Steve’s second response:
Just a quick tax lesson: Your real estate developer only pays taxes on the value of the building when he sells it for a profit. If he buys the property and then plows so much money into renovations and rehab that he loses money and must sell the building at a loss, would you tax him for losing money?
Let’s say an automaker needs to build a new plant to bring out a new model. Are you saying he shouldn’t be able to claim the cost of building the plant against his income? If so, why would anyone in his right mind build a new plant that employs hundreds, or perhaps thousands, of workers?
It’s easy to say, “Tax the rich.” But the fact is, it’s the rich who hire and pay the rest of us.
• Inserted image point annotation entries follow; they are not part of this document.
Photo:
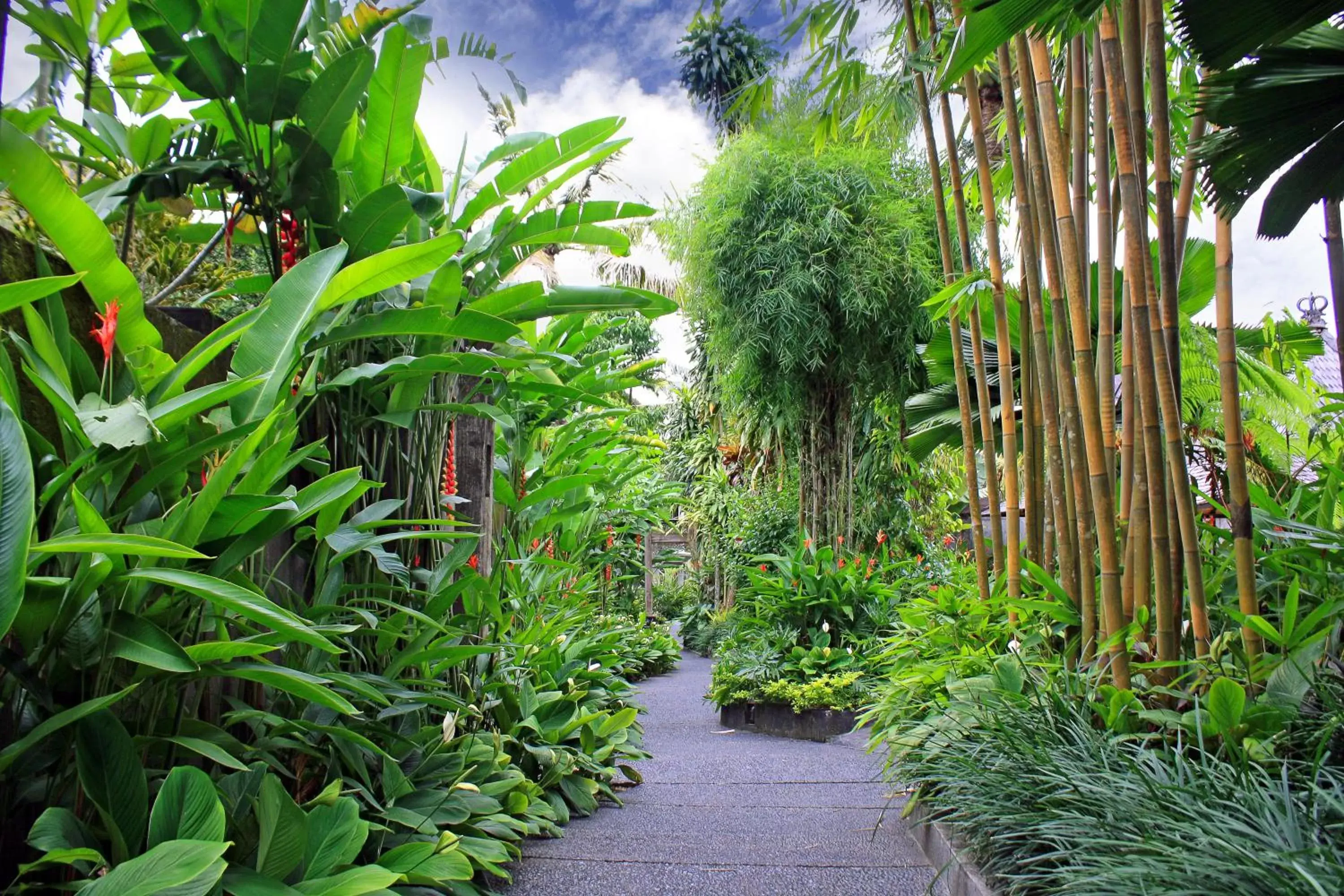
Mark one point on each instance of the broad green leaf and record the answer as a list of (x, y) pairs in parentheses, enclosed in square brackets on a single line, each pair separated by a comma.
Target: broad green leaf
[(241, 880), (537, 162), (120, 426), (238, 599), (113, 780), (335, 836), (174, 412), (65, 857), (29, 291), (142, 641), (119, 543), (187, 808), (1226, 702), (292, 681), (390, 115), (421, 863), (164, 868), (558, 487), (332, 99), (209, 750), (389, 268), (355, 882), (203, 353), (275, 343), (374, 224), (17, 515), (58, 828), (201, 64), (58, 722), (283, 831), (222, 650), (468, 324), (41, 187)]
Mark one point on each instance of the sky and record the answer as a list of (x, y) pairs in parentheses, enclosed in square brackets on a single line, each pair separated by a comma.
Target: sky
[(584, 60)]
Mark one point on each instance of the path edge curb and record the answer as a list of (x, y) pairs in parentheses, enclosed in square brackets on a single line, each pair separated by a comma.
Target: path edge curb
[(947, 853)]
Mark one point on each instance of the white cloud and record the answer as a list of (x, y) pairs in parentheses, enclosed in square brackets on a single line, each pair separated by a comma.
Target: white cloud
[(670, 146)]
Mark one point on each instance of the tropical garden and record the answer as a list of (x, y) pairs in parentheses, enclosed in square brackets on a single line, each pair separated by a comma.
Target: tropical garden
[(334, 523)]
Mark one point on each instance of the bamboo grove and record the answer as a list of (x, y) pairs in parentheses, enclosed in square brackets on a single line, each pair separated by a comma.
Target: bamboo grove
[(1094, 478)]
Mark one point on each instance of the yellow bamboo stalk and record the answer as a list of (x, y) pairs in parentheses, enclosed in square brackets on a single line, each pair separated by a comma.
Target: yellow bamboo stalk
[(1240, 505), (1077, 530), (968, 440), (1033, 300), (978, 347), (1085, 366), (1008, 420)]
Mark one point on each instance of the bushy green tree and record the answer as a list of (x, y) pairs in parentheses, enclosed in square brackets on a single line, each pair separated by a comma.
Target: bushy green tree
[(807, 273)]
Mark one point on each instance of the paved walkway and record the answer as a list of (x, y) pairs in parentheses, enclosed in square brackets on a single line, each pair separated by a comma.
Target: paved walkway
[(733, 814)]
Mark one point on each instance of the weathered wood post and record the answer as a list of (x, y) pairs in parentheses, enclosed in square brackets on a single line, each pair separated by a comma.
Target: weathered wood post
[(648, 574)]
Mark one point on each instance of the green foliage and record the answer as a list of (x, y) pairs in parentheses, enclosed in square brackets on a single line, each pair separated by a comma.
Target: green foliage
[(831, 692), (807, 271), (719, 61)]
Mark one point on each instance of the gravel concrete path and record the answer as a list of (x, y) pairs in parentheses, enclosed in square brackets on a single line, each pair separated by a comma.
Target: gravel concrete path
[(733, 814)]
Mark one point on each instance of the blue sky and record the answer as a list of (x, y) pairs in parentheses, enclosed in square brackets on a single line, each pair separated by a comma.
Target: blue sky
[(551, 38), (584, 60)]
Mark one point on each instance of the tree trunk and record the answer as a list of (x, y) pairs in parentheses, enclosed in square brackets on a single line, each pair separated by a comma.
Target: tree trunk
[(1085, 366), (1041, 347), (475, 443), (968, 439), (1335, 253), (1008, 420), (1240, 505)]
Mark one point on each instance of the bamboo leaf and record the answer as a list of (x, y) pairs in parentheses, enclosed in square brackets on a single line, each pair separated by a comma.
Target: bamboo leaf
[(236, 598), (17, 515), (41, 187)]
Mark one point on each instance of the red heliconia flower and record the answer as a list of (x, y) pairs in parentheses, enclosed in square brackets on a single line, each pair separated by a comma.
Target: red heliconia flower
[(289, 233), (107, 331)]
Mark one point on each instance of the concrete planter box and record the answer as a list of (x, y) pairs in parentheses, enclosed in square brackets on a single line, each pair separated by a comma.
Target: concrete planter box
[(947, 852), (783, 722)]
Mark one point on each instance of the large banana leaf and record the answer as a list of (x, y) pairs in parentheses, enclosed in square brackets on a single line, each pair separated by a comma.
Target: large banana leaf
[(535, 163), (17, 503), (38, 183), (390, 116), (29, 291), (272, 349)]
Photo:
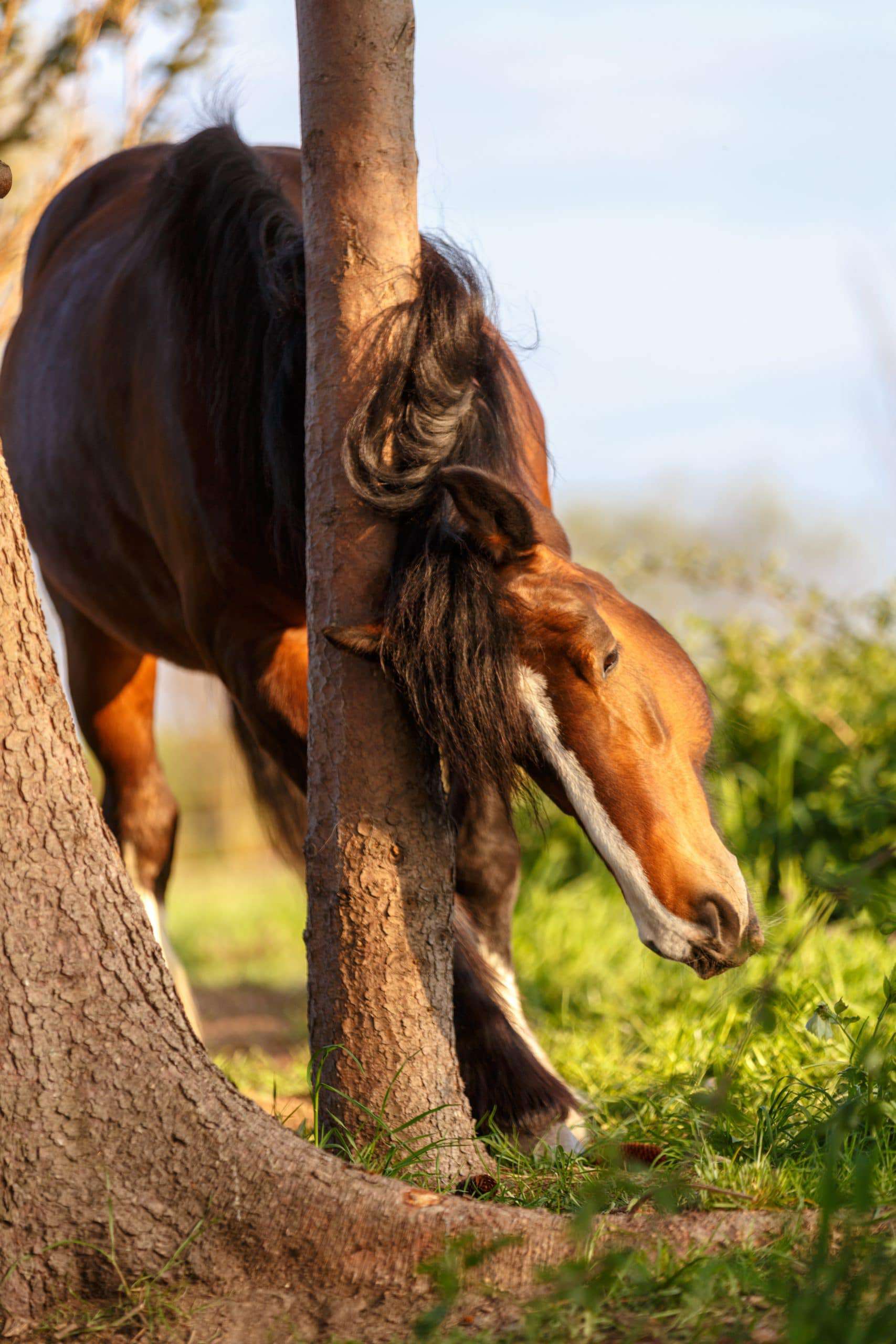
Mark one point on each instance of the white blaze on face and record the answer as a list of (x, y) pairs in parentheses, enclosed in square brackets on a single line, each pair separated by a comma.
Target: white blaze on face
[(671, 936)]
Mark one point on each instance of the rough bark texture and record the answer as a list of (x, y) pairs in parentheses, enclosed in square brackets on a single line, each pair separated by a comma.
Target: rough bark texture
[(104, 1088), (379, 850)]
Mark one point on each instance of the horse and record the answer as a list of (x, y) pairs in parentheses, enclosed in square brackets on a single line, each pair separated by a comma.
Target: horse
[(152, 417)]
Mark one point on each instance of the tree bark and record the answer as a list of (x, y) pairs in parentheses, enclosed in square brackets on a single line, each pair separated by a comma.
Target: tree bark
[(379, 850), (105, 1093)]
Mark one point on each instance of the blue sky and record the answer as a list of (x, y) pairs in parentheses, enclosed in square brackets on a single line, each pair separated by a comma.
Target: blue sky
[(698, 201), (693, 200)]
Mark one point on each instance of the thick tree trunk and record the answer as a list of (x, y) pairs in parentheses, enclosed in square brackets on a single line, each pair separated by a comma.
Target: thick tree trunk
[(107, 1093), (379, 848)]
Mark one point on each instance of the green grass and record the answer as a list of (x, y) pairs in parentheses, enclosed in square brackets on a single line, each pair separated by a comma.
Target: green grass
[(751, 1109), (648, 1043)]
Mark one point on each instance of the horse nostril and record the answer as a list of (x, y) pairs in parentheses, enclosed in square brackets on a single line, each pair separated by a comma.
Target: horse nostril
[(755, 934), (719, 920)]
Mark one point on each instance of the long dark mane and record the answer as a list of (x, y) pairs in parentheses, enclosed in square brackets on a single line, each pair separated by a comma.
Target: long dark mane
[(442, 390), (233, 248)]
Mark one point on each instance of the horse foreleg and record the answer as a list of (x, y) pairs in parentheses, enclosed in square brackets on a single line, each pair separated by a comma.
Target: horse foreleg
[(504, 1067), (113, 692)]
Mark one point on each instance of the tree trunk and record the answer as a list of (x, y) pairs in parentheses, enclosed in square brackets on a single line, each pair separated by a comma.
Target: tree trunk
[(105, 1093), (379, 850)]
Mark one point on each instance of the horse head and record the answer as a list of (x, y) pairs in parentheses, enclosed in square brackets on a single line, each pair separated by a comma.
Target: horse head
[(617, 725)]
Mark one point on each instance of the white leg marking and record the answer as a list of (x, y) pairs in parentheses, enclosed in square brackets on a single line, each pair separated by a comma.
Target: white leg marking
[(156, 916), (671, 934), (508, 992)]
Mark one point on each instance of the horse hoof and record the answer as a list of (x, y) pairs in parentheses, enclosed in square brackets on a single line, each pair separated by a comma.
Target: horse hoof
[(568, 1135)]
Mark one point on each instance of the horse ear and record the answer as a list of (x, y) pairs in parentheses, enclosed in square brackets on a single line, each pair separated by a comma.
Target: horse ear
[(363, 640), (498, 518)]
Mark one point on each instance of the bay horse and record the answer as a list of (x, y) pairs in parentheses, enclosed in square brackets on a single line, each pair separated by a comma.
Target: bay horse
[(152, 416)]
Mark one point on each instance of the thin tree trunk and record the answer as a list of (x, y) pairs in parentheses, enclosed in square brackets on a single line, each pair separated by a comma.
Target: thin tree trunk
[(379, 850), (105, 1093)]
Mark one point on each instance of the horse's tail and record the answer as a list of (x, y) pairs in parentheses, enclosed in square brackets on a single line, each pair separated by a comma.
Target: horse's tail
[(444, 389), (281, 804)]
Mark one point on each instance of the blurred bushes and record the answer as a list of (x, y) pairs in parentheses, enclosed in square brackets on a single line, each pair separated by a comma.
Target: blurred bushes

If they make less money, they hire fewer people and don’t expand their businesses. Everybody loses…except the government.
When you say, “tax the corporations,” you’re not really hurting the rich, but you are taking money out of millions of 401Ks of ordinary citizens who are invested in that corporation.
The U.S. has a deficit because we spend money we don’t have. When a family does that month after month, year after year, the crash is inevitable.
It’s the same with governments. Instead of hiring 87,000 new IRS agents to take money out of all our pockets, how about 87,000 new border control agents that could enable us to stop paying out billions of borrowed dollars in subsidy payments to non-citizens. Now that’s a real deficit reduction program.
You can’t solve either deficits or inflation by spending money that you don’t have.